Discussing rumours that Jacob Rees-Mogg is being lined up for her current role, Truss joked that she would only be just down the corridor from him in the new regime – hinting that she would be Chancellor. However, there was also some more serious substance to Truss’s pitch away from the gags. The radical conservative used her speech to focus on the economy – and the opportunities presented by Brexit:
‘We’ve got a crucial opportunity now to change our country for the better. I think too many people think British politics has become managerial, that the government is keeping the status quo. And that we’re managing decline rather than stepping out to something new. We need to do the opposite. We need to leave the EU, we need to make Britain the biggest economy in Europe and the ideas factory.

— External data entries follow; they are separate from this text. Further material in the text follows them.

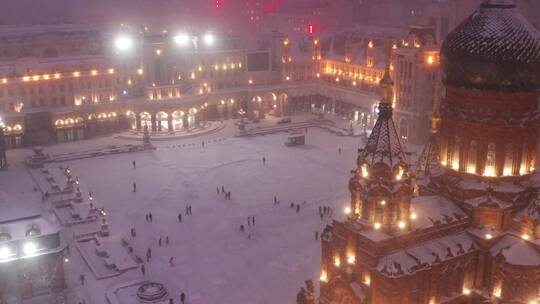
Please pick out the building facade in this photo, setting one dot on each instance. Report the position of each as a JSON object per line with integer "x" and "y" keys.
{"x": 464, "y": 227}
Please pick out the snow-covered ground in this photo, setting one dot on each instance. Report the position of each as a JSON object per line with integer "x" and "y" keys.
{"x": 214, "y": 261}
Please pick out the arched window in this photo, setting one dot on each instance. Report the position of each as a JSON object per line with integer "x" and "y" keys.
{"x": 455, "y": 153}
{"x": 472, "y": 159}
{"x": 524, "y": 160}
{"x": 508, "y": 160}
{"x": 403, "y": 129}
{"x": 490, "y": 160}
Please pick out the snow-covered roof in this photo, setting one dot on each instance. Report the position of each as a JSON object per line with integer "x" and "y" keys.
{"x": 425, "y": 255}
{"x": 434, "y": 210}
{"x": 516, "y": 251}
{"x": 495, "y": 48}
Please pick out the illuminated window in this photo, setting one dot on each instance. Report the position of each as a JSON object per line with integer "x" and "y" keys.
{"x": 472, "y": 159}
{"x": 508, "y": 160}
{"x": 490, "y": 160}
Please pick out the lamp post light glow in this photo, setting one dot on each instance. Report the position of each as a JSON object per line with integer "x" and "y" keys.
{"x": 209, "y": 39}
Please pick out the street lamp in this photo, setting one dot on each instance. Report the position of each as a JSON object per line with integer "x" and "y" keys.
{"x": 181, "y": 39}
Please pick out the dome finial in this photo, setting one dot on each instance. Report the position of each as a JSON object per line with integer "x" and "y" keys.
{"x": 386, "y": 83}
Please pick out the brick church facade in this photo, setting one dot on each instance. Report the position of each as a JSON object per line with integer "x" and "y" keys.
{"x": 463, "y": 225}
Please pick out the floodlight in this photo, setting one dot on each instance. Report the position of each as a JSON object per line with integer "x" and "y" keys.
{"x": 209, "y": 39}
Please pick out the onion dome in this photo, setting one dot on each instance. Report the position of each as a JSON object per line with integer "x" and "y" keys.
{"x": 496, "y": 48}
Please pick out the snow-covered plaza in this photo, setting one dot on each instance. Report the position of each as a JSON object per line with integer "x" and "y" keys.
{"x": 212, "y": 260}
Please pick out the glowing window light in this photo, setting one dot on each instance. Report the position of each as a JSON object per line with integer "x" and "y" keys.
{"x": 123, "y": 43}
{"x": 367, "y": 279}
{"x": 365, "y": 172}
{"x": 324, "y": 276}
{"x": 30, "y": 248}
{"x": 455, "y": 165}
{"x": 351, "y": 259}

We need to use the freedom that we’re going to have leaving the EU to create a more flexible nimble economy – setting our own rules and regulations in areas like financial services, technology and free ports. We need to be open to new industries and technologies – talking more about online opportunities rather than just online harms. We need to cut stamp duty and be prepared to make the argument that people keep more of their own money and we need to level up Britain’s infrastructure so we can unite our country.’
In the question and answer session, Truss was asked what she made of Jeremy Hunt’s attack on Johnson in the ITV debate on Tuesday for prioritising tax breaks for high earners. Truss was unapologetic and put in a defence of tax cuts – pointing to Nigel Lawson’s 1988 Budget. She said: ‘the reason that Boris is getting flak for this is that the Conservative party haven’t been prepared to make these arguments for at least a decade’.
In the Boris camp, there are figures who blame Truss for the policy which they see as the biggest PR policy misfire of the campaign. The argument that is made against giving Truss the keys to No. 11 is that she is a risky choice – her policies are more radical than many in the party would like and the Tories have no outright majority. In her latest appearance, Truss tried to pitch herself as a serious candidate. When Johnson was interviewed by The Spectator, he said he was surprised that lowering tax for high earners had become a ‘taboo subject’ in the Tory party. Time will tell if he really wants to appoint someone determined to break this taboo.